Why Coach, Limited, TJX caught Sterne Agee's eye
The brokerage firm initiated coverage on a bevy of retail stocks today, seeing strength and growth prospects as catalysts.
On Monday, brokerage firm Sterne Agee initiated coverage on a number of specialty retailers, citing strong growth prospects and longer-term fundamentals that are under-appreciated or misunderstood.
Among those retailers that Sterne Agee initiated with Buy ratings were Coach (COH), Limited Brands (LTD) and TJX Companies (TJX). Here is a peek at what analysts expect from these three stocks and how their share prices have fared.
This New York City-based designer of handbags and other accessories has a market capitalization of more than $13 billion. Its dividend yield is near 2.5%, and the price-to-earnings (P/E) ratio is less than the industry average. The long-term earnings per share (EPS) growth forecast is more than 13%. The return on equity is about 53% and the return on investment is more than 43%.

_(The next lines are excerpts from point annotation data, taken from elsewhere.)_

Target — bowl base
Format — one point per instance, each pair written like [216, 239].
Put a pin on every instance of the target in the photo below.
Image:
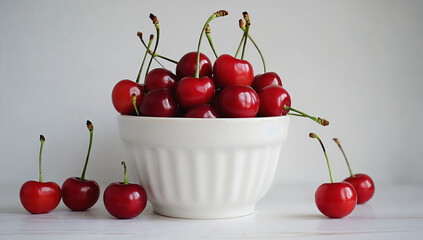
[204, 213]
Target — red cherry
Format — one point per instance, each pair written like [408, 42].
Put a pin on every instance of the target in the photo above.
[273, 99]
[238, 101]
[363, 185]
[122, 96]
[80, 195]
[159, 103]
[336, 200]
[40, 197]
[266, 79]
[160, 78]
[229, 71]
[187, 64]
[124, 200]
[191, 92]
[202, 111]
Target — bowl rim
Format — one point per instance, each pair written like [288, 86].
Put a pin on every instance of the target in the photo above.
[205, 120]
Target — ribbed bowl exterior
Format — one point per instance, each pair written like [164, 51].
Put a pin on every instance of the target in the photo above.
[204, 168]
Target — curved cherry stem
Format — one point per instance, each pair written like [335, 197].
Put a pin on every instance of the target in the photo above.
[313, 135]
[319, 120]
[134, 102]
[125, 178]
[208, 35]
[247, 27]
[220, 13]
[90, 128]
[148, 49]
[345, 156]
[145, 56]
[42, 139]
[156, 24]
[242, 26]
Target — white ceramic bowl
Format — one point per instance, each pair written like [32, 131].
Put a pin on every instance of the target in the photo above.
[204, 168]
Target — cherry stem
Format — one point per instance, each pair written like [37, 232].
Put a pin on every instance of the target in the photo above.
[242, 26]
[247, 27]
[156, 54]
[42, 139]
[145, 56]
[210, 40]
[125, 179]
[345, 156]
[319, 120]
[156, 24]
[134, 102]
[149, 51]
[220, 13]
[313, 135]
[90, 128]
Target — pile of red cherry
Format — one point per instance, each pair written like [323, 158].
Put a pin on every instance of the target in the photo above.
[198, 89]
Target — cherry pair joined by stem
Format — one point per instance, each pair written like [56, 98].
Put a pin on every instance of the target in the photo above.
[334, 199]
[362, 183]
[124, 200]
[79, 193]
[39, 196]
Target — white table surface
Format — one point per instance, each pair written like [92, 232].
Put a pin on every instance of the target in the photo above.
[287, 211]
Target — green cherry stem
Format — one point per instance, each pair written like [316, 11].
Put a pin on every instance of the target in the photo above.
[156, 24]
[345, 156]
[247, 27]
[208, 35]
[242, 26]
[156, 54]
[125, 178]
[134, 102]
[42, 139]
[145, 56]
[241, 23]
[319, 120]
[313, 135]
[90, 128]
[220, 13]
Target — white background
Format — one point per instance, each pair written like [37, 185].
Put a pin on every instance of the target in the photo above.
[358, 64]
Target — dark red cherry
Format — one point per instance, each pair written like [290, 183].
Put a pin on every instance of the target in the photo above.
[273, 98]
[159, 103]
[202, 111]
[122, 96]
[187, 65]
[266, 79]
[238, 101]
[191, 92]
[160, 78]
[229, 71]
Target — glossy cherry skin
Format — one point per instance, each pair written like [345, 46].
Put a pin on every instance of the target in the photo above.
[191, 92]
[124, 201]
[273, 98]
[40, 197]
[363, 185]
[336, 200]
[266, 79]
[202, 111]
[238, 101]
[159, 103]
[160, 78]
[229, 71]
[122, 96]
[187, 65]
[80, 195]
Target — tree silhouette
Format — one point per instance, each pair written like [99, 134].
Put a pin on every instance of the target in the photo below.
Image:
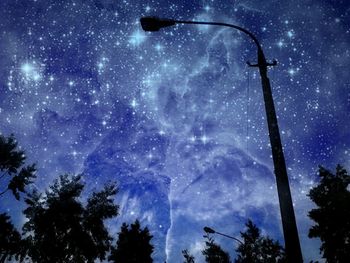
[14, 174]
[187, 256]
[10, 239]
[59, 227]
[332, 215]
[256, 248]
[213, 253]
[133, 245]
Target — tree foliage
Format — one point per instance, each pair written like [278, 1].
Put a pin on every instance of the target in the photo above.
[213, 252]
[61, 229]
[16, 175]
[187, 256]
[332, 215]
[10, 239]
[256, 248]
[133, 245]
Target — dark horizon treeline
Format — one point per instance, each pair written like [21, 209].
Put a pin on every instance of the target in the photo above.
[60, 228]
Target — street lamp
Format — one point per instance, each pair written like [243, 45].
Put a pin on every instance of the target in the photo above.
[209, 230]
[290, 231]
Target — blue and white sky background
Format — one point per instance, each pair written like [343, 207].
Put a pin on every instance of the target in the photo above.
[176, 117]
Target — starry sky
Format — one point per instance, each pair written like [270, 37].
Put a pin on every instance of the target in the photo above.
[176, 117]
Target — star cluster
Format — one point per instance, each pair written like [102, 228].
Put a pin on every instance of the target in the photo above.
[176, 117]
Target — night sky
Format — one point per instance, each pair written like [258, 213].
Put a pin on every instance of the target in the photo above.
[176, 117]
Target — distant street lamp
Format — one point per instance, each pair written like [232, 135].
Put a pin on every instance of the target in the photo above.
[290, 231]
[209, 230]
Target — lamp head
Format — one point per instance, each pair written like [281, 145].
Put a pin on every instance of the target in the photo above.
[209, 230]
[152, 23]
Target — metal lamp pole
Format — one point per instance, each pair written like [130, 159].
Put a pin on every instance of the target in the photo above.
[291, 238]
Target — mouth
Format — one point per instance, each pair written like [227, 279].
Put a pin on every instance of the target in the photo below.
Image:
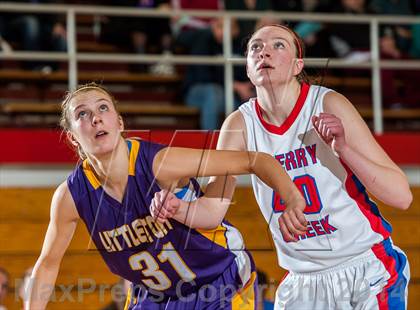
[264, 66]
[100, 134]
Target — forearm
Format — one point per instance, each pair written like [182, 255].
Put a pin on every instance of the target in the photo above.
[387, 184]
[203, 213]
[41, 285]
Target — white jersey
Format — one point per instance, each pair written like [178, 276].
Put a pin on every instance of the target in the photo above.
[342, 221]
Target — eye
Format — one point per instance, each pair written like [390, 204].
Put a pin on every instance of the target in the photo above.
[278, 45]
[256, 46]
[103, 108]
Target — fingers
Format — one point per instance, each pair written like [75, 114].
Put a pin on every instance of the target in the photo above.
[328, 126]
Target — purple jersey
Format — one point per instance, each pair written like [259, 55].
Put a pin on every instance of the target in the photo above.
[163, 257]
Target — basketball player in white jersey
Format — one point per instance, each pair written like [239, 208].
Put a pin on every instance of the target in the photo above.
[338, 250]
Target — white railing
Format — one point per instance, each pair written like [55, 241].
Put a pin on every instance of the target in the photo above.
[72, 56]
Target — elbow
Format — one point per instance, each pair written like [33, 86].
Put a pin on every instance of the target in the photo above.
[408, 199]
[404, 201]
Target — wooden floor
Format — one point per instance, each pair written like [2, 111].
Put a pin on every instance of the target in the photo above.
[24, 218]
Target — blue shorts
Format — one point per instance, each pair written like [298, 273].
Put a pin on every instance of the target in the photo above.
[222, 293]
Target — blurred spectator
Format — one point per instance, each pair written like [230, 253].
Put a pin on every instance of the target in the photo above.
[4, 286]
[140, 35]
[314, 34]
[401, 34]
[34, 33]
[287, 5]
[399, 87]
[350, 41]
[204, 84]
[23, 287]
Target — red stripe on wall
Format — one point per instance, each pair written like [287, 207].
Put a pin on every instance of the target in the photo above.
[35, 146]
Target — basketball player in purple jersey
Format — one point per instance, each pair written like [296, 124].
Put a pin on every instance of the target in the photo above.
[170, 265]
[345, 259]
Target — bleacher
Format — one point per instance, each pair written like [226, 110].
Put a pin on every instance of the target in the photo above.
[31, 99]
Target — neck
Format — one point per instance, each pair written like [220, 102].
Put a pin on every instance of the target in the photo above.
[112, 169]
[277, 101]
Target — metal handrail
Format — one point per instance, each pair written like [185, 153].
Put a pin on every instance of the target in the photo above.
[72, 56]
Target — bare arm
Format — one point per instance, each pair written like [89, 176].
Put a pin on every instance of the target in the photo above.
[352, 140]
[63, 221]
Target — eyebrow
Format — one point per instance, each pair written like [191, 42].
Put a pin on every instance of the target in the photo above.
[275, 38]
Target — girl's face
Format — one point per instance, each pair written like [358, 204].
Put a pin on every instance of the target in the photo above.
[95, 124]
[271, 57]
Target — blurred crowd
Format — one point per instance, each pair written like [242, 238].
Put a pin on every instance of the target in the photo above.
[204, 36]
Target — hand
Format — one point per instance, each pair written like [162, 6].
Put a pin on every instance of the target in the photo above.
[293, 222]
[330, 129]
[164, 205]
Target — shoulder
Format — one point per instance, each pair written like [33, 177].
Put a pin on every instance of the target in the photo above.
[337, 104]
[234, 121]
[233, 135]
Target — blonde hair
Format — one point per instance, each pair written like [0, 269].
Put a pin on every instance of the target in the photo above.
[65, 122]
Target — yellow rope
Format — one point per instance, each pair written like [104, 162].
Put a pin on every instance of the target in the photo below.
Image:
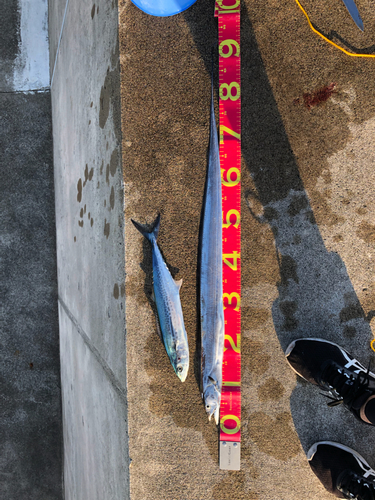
[330, 41]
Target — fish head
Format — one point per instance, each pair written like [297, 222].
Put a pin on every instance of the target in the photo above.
[212, 403]
[181, 365]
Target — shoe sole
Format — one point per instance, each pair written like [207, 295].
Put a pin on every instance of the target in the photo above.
[291, 347]
[314, 447]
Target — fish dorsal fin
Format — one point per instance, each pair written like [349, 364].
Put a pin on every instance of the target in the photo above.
[178, 284]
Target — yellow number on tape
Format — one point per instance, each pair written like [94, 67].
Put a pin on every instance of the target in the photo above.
[228, 88]
[220, 4]
[228, 43]
[235, 256]
[228, 182]
[229, 131]
[230, 417]
[236, 348]
[228, 222]
[235, 295]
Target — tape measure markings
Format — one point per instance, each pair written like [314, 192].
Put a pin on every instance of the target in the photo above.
[230, 162]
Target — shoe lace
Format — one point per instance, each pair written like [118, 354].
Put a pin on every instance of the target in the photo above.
[347, 385]
[354, 486]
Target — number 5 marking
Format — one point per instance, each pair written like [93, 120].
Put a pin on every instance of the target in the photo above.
[235, 256]
[228, 222]
[229, 182]
[236, 348]
[229, 297]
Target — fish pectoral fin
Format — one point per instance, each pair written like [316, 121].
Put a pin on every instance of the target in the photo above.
[178, 283]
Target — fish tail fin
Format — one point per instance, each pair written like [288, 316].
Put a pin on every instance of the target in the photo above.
[149, 235]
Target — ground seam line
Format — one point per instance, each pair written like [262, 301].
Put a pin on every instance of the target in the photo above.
[116, 384]
[58, 45]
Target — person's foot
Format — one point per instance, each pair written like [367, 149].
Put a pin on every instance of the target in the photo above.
[342, 471]
[334, 370]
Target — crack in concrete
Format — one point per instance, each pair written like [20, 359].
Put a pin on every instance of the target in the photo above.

The number of Coach shares sold short as of the February 15 settlement date represents more than four percent of the total float, after rising about 17% from the previous period.
Of the 33 analysts who follow the stock and were polled by Thomson/First Call, 18 recommend buying the shares, while only two of them rate the stock at Underperform. The analysts feel the stock has some room to run as their price target represents more than 20% potential upside over the current share price. But note that the target is well less than the 52-week high.
Also note that the share price has declined more than 12% since the beginning of the year, and reached a 52-week low last week. Shares are trading more than 36% below where they were a year ago. The stock has underperformed the Dow Jones Industrial Average and the S&P 500 over the past six months.
This purveyor of women's personal care products and accessories is headquartered in Columbus, Ohio, and it sports a market cap or more than $12 billion. Its long-term EPS growth forecast is about 11% and the P/E ratio is higher than the industry average. But the operating margin is greater than the industry average. The dividend yield is near 2.7%.
The short interest was more than three percent of the float at mid-February. That was the lowest number of shares sold short since November. The days to cover fell from the previous period to less than two.
Half of the 24 analysts surveyed recommend buying shares, and that has been the consensus recommendation for the past three months. Their mean price target, or where analysts expect the share price to go, is more than 11% higher than the current share price. But that would be less than the 52-week high reached in November.
The share price is down about five percent year-to-date, and it is also down marginally from a year ago. Over the past six months, the stock has underperformed competitors such as Gap (GPS), as well as the broader markets.
This $33+ billion market cap company operates more than 2,200 off-price apparel and domestics stores. Its dividend yield is about one percent. The return on equity is more than 55% and the operating margin is greater than the industry average. The P/E ratio is less than the industry average, and the long-term EPS growth forecast is about 12%.
The short interest in TJX Companies has risen about 25% since mid-January, but the number of shares sold short is only about one percent of the total float.
Sixteen of the 26 analysts surveyed recommend buying shares, and none recommends selling. Their consensus price target is less than nine percent higher than the current share price. That target would be a new multi-year high.
The share price is about four percent higher year to date, but more than 20% higher than a year ago. This stock has outperformed competitors Kohl's (KSS) and Ross Stores (ROST), as well as the broader markets, over the past six months.